Built-in Functionality

General

We strive to ensure that PipelineDB maintains full compatibility with PostgreSQL 9.5. As a result, all of PostgreSQL’s built-in functionality is available to PipelineDB users.

In addition to PostgreSQL 9.5 compatibility, PipelineDB is also natively compatible with PostGIS 2.1, so all of PostGIS’ builtin functionality is also availble to PipelineDB users.

Aggregates

As one of PipelineDB’s fundamental design goals is to facilitate high-performance continuous aggregation, PostgreSQL and PostGIS aggregate functions are fully supported for use in Continuous Views (with a couple of rare exceptions). In addition to this large suite of standard aggregates, PipelineDB has also added some of its own Bloom Filter Aggregates that are purpose-built for continuous data processing.

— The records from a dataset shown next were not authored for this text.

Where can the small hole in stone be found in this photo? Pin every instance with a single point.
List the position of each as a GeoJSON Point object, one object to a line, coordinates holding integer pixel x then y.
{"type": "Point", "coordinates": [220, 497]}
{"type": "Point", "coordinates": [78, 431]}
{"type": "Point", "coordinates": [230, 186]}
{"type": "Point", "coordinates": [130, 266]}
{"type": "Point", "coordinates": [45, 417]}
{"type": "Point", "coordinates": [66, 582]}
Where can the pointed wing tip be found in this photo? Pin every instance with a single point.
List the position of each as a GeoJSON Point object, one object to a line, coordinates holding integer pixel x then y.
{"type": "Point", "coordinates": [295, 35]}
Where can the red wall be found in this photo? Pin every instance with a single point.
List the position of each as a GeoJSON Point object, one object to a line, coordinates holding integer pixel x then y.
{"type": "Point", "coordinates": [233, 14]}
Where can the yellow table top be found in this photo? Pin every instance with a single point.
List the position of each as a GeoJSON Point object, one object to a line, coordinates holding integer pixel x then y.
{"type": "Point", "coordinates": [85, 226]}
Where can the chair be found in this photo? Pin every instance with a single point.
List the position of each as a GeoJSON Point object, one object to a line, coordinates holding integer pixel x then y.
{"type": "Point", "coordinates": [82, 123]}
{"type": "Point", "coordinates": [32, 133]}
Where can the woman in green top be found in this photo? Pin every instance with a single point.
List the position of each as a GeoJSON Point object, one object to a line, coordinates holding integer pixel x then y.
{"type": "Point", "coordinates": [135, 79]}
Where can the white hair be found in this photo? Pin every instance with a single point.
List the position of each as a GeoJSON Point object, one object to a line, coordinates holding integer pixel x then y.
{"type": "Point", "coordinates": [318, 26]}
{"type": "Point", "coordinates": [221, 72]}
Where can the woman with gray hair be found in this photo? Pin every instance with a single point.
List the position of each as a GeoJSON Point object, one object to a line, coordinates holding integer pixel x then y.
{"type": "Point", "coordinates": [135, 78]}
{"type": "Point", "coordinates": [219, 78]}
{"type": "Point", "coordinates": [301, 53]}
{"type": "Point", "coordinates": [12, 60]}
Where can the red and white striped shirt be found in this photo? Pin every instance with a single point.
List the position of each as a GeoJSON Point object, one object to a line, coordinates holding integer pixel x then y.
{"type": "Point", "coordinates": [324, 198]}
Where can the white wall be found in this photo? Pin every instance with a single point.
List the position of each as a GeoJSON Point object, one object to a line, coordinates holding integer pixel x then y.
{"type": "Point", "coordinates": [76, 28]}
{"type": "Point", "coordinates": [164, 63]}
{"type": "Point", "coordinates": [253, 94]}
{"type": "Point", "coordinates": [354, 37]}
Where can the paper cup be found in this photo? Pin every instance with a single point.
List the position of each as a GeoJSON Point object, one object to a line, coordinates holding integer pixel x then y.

See Continuous Aggregates for more information about some of PipelineDB’s most useful features.

PipelineDB-specific Types

PipelineDB supports a number of native types for efficiently leveraging Probabilistic Data Structures & Algorithms on streams. You’ll likely never need to manually create tables with these types but often they’re the result of Bloom Filter Aggregates, so they’ll be transparently created by Continuous Views. Here they are:

bloom
Bloom Filter
cmsketch
Count-Min Sketch
fss
Filtered-Space Saving Top-K
hll
HyperLogLog
tdigest
T-Digest

PipelineDB-specific Functions

PipelineDB ships with a number of functions that are useful for interacting with these types. They are described below.

Bloom Filter Functions

bloom_add ( bloom, expression )

Adds the given expression to the Bloom Filter.

bloom_cardinality ( bloom )

Returns the cardinality of the given Bloom Filter. This is the number of unique elements that were added to the Bloom filter, with a small margin or error.

bloom_contains ( bloom, expression )

Returns true if the Bloom filter probably contains the given value, with a small false positive rate.

bloom_intersection ( bloom, bloom, ... )

Returns a Bloom filter representing the intersection of the given Bloom filters.

bloom_union ( bloom, bloom, ... )

Returns a Bloom filter representing the union of the given Bloom filters.

See Bloom Filter Aggregates for aggregates that can be used to generate Bloom filters.

Filtered-Space Saving Functions

fss_increment ( fss, expression )

Increments the frequency of the given expression within the given FSS and returns the resulting Filtered-Space Saving Top-K.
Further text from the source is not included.